4 April 2011 by admin

Here is what I like about the government in Spain: they made the draft of the Spanish online gambling bill public. This way any interested parties—citizens or political groups—could check it out. And not only could they check it out, but they could submit suggestions and possible amendments. In total more than 200 suggestions and amendments were received by the Asociación Española de Apostadores por Internetedit (AEDAPI), which is the Spanish regulating body for gambling in Spain.

Some suggestions for amendments were positive ones while others were aimed at trying to hurt the success of online gambling in Spain. Seems the US is not the only country with nay-sayers. But those behind the online gambling bill take the large number of suggestions as a positive:

“The fact that a large number of amendments have been submitted by the different political groups on the one hand indicates that there is still much work to do but on the other, that we are going in the right direction to build a positive framework,” said the president of AEDAPI, Sacha Michaud.

One of the suggestions made to the AEDAPI that was seen as harmful to the bill was to impose a black period on any online gambling operator who applied for a license in Spain. A black period is when an online casino ceases operating in the country imposing the black period, in this case Spain, from the time the bill goes into effect until a license is approved. Black periods are strongly opposed by online gambling operators—no small wonder why. They are so strongly opposed that in some cases black periods are removed from online gambling legislation as was the case recently with the Greek bill.

But not only did the Spanish nay-sayers want to impose a black period, they also wanted all online gambling operators to clear their databases of all accounts—or at least all accounts with Spanish IP addresses—and do no advertising or promoting during the black period.
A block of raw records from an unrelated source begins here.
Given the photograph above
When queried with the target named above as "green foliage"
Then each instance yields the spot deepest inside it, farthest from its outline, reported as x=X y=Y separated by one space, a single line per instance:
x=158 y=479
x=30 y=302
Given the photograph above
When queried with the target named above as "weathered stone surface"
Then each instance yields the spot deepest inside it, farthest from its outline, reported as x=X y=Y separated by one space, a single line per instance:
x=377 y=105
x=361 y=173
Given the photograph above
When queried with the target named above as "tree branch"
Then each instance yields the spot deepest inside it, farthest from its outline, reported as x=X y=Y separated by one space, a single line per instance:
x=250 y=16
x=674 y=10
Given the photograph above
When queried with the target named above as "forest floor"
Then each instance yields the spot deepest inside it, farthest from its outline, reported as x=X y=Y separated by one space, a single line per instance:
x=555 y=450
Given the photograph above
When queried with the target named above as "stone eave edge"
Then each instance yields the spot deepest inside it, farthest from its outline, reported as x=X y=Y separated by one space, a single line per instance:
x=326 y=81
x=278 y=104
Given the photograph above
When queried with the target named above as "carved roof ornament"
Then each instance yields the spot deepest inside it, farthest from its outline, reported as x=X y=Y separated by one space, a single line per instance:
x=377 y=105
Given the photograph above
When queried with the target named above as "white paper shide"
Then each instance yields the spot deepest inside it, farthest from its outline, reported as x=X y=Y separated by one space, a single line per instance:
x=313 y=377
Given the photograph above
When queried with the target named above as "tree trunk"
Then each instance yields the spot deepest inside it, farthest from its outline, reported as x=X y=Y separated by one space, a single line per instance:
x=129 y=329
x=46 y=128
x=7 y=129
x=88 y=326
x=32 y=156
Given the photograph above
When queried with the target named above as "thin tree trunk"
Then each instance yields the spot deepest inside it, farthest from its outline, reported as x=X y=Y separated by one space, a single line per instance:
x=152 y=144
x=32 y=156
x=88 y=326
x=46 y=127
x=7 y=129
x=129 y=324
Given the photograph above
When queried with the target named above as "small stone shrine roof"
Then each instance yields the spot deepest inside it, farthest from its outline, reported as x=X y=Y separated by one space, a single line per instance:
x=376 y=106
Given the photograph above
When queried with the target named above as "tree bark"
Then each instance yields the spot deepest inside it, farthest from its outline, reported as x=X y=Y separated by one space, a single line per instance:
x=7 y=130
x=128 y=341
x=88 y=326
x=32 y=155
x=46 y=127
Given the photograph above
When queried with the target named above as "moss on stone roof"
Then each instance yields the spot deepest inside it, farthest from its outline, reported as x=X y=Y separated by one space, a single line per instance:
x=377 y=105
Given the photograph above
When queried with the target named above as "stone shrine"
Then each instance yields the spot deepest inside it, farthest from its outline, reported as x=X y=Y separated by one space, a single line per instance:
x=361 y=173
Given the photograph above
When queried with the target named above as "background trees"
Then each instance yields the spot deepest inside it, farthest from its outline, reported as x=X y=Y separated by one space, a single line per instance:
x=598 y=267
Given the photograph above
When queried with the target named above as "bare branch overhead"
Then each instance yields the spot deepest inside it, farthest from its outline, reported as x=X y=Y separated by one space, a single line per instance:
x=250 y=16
This is a very harsh action to take, and I applaud the AEDAPI on listing this as a bad suggestion. It is likely to push Spanish players to unregulated online casinos, causing them to play unprotected.

Here is the thing about operators in Spain: 90% of online gambling operators in Spain are legit which means they submit to regular audits to make sure that their online gambling operation is not operating in a shady manner.

Now on to some positive suggestions.

This one comes from groups in Spain’s parliament. They put forth the suggestion for an amendment that would lower the tax rate from 25%. Now you would think that a government who is looking at regulating online gambling to generate revenue, in addition to protecting their citizens, would be to take the highest tax rate possible. Not so in this case. In Europe 25% is a high tax rate of online casino operators to pay. And the writers behind the Spanish online gambling bill recognize that if they want to be competitive and if they want to stand a chance of bringing in respectable operators, they need to offer a lower tax rate.

Also suggested was a different process for issuing licenses. The bill originally was going to use a tender process because it would bring in a large amount of revenue right away. But political groups saw that it might keep out some operators who they hope would take an interest in the Spanish market because of a high price tag on a license. So an administrative process was suggested, which AEDAPI looks favorably on.

On the whole AEDAPI has taken a favorable perspective on the suggestion process. So while seeing legalized online gambling in Spain is still a ways off, they are making forward progress.